The American Medical Association’s Principles of Medical Ethics states that a physician must “recognize responsibility to patients first and foremost,” and “shall be dedicated to providing competent medical care, with compassion and respect for human dignity and rights.” Ordinary patients can abandon treatment with a physician who they feel is not upholding those standards. A patient ordered by the state to be treated by a specific physician, however, cannot. The judge’s order negates the patient’s legal right to refuse medical treatment.

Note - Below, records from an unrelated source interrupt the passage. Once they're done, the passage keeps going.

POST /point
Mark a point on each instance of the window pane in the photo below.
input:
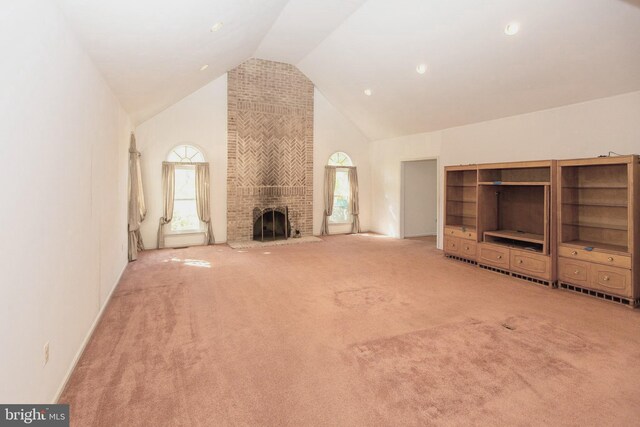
(185, 154)
(341, 211)
(185, 216)
(185, 183)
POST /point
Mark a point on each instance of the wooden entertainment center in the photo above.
(568, 224)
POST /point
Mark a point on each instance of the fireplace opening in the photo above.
(271, 224)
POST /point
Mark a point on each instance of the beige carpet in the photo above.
(258, 244)
(351, 331)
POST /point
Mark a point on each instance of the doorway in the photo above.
(419, 217)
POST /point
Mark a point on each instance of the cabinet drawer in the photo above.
(456, 232)
(495, 255)
(531, 264)
(451, 245)
(573, 271)
(468, 249)
(611, 279)
(593, 256)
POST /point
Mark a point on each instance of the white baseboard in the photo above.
(78, 355)
(435, 233)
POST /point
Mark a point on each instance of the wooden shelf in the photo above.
(462, 227)
(603, 204)
(594, 225)
(517, 235)
(519, 183)
(596, 187)
(607, 247)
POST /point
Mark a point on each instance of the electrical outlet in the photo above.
(45, 351)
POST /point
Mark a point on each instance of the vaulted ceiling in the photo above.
(567, 51)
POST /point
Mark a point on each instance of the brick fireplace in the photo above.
(270, 146)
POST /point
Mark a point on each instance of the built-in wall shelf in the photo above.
(520, 183)
(596, 246)
(606, 226)
(598, 240)
(517, 235)
(605, 204)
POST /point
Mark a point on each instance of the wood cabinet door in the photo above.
(612, 280)
(497, 256)
(573, 271)
(451, 245)
(531, 264)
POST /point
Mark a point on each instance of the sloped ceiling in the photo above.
(567, 51)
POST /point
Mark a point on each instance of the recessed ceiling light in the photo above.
(512, 28)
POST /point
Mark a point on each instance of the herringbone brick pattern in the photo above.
(270, 145)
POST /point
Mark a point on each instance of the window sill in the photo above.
(184, 232)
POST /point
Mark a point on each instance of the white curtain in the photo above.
(137, 208)
(168, 192)
(355, 205)
(203, 199)
(329, 190)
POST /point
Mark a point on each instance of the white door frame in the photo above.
(402, 165)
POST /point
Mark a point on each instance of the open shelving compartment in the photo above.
(594, 200)
(461, 198)
(515, 205)
(597, 239)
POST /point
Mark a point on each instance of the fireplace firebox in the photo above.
(271, 224)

This type of treatment is unlike ordinary medical care. A physician treating a patient ordered by a judge to receive treatment has, in effect, a captive audience. Treatment is over when the physician says the patient doesn’t need further treatment. An ethical physician will honestly evaluate and treat patients ordered to see him or her just the same as any other patient, but an unethical physician could extend the patient’s treatment (and therefore, his obligation to pay the physician) indefinitely with a variety of claims about evaluation and treatment. Because the patient’s right to refuse treatment has been denied under threat of incarceration, his only recourse, should a physician misstate his condition in order to continue collecting payment for treatment, is legal action. Refusing Mr. Alahverdian the right to recourse for ethics violations–Alahverdian reports abusive behavior and demands by the physician that he “admit” to things that were not true–in effect removes all oversight from the equation. Anyone with whom the state orders him to treat is now free to violate the patient’s human rights without fear of any repercussions.
The American Medical Association’s Principles of Medical Ethics states that a physician must “recognize responsibility to patients first and foremost,” and “shall be dedicated to providing competent medical care, with compassion and respect for human dignity and rights.”
It is troubling that the courts can specify a small number of physicians whom they will be acceptable, and these physicians know each other, and have a financial motive for negative findings on whoever the court assigns them to. This is yet another aspect of why cases like Nicholas’ are so important.
We will continue to support Nicholas in his quest for justice, and will continue to provide updates as we have them.